Getting children back to school in September after months away is a “national priority”, the government has said.
Schools were closed in March for all pupils except the children of key workers when the government announced a UK coronavirus lockdown. Classrooms were reopened in June for a small number of children.
However the government has said it is essential that all pupils return to school for the new academic year this autumn.
“Sadly we have seen children from more disadvantaged backgrounds (are) more likely to fall behind during this time so it is essential that we have children back at school this autumn,” Care minister Helen Whately told Sky News.
Education secretary Gavin Williamson also told the broadcaster that scientific evidence suggested it was safe to reopen schools.
“We have always been and will continue to be guided by the best scientific and medical advice,” Williamson said.

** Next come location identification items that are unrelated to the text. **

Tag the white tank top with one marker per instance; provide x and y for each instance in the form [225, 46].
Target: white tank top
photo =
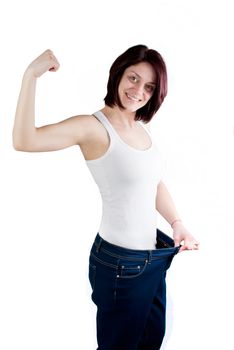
[127, 179]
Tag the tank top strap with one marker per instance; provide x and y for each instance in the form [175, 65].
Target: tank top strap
[102, 118]
[146, 129]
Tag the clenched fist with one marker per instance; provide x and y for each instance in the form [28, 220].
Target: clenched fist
[43, 63]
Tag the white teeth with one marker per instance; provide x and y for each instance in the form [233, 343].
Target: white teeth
[132, 98]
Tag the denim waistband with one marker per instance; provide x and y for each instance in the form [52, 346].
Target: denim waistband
[101, 245]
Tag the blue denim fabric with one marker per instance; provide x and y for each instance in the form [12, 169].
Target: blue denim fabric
[129, 290]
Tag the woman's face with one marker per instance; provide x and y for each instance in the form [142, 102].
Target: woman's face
[137, 86]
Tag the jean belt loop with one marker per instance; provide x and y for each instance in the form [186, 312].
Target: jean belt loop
[149, 256]
[99, 245]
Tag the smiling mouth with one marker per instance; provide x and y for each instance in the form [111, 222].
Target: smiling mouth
[132, 98]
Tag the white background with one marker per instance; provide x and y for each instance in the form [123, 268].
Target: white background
[50, 206]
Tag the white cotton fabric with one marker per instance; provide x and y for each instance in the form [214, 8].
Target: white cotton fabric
[127, 179]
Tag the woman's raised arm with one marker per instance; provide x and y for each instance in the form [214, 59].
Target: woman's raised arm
[26, 137]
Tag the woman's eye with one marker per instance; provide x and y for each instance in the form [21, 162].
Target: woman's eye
[149, 88]
[133, 78]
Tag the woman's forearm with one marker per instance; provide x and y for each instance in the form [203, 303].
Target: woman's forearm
[165, 205]
[24, 125]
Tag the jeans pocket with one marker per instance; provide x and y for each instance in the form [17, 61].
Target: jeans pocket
[131, 269]
[92, 274]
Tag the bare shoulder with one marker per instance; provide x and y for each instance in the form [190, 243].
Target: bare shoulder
[88, 128]
[147, 125]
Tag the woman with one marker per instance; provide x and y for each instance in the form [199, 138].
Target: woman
[129, 256]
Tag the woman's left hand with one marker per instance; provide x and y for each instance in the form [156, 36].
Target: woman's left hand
[181, 234]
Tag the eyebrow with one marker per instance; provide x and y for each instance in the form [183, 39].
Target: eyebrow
[141, 78]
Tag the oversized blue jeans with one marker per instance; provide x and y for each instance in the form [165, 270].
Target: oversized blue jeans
[129, 290]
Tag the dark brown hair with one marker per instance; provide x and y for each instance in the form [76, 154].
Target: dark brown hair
[132, 56]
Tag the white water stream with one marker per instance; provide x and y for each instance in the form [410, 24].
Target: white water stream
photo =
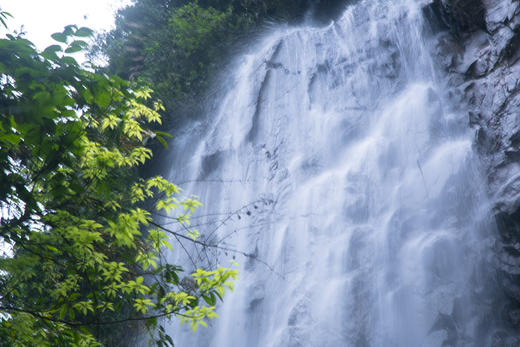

“The latest research which is expected to be published later this year – one of the largest studies on the coronavirus in schools in the world – makes it clear there is little evidence that the virus is transmitted at school.”
Yesterday the prime minister said it was “socially intolerable, economically unsustainable and morally indefensible” to keep schools closed for longer than necessary.
However there have been calls for improvements to testing before schools reopen their doors.
“I think it needs to be as regular as it needs to be, to ensure that the infection is caught and identified as quickly as possible and then the tracking system can move on from that,” children’s commissioner for England Anne Longfield told Times Radio.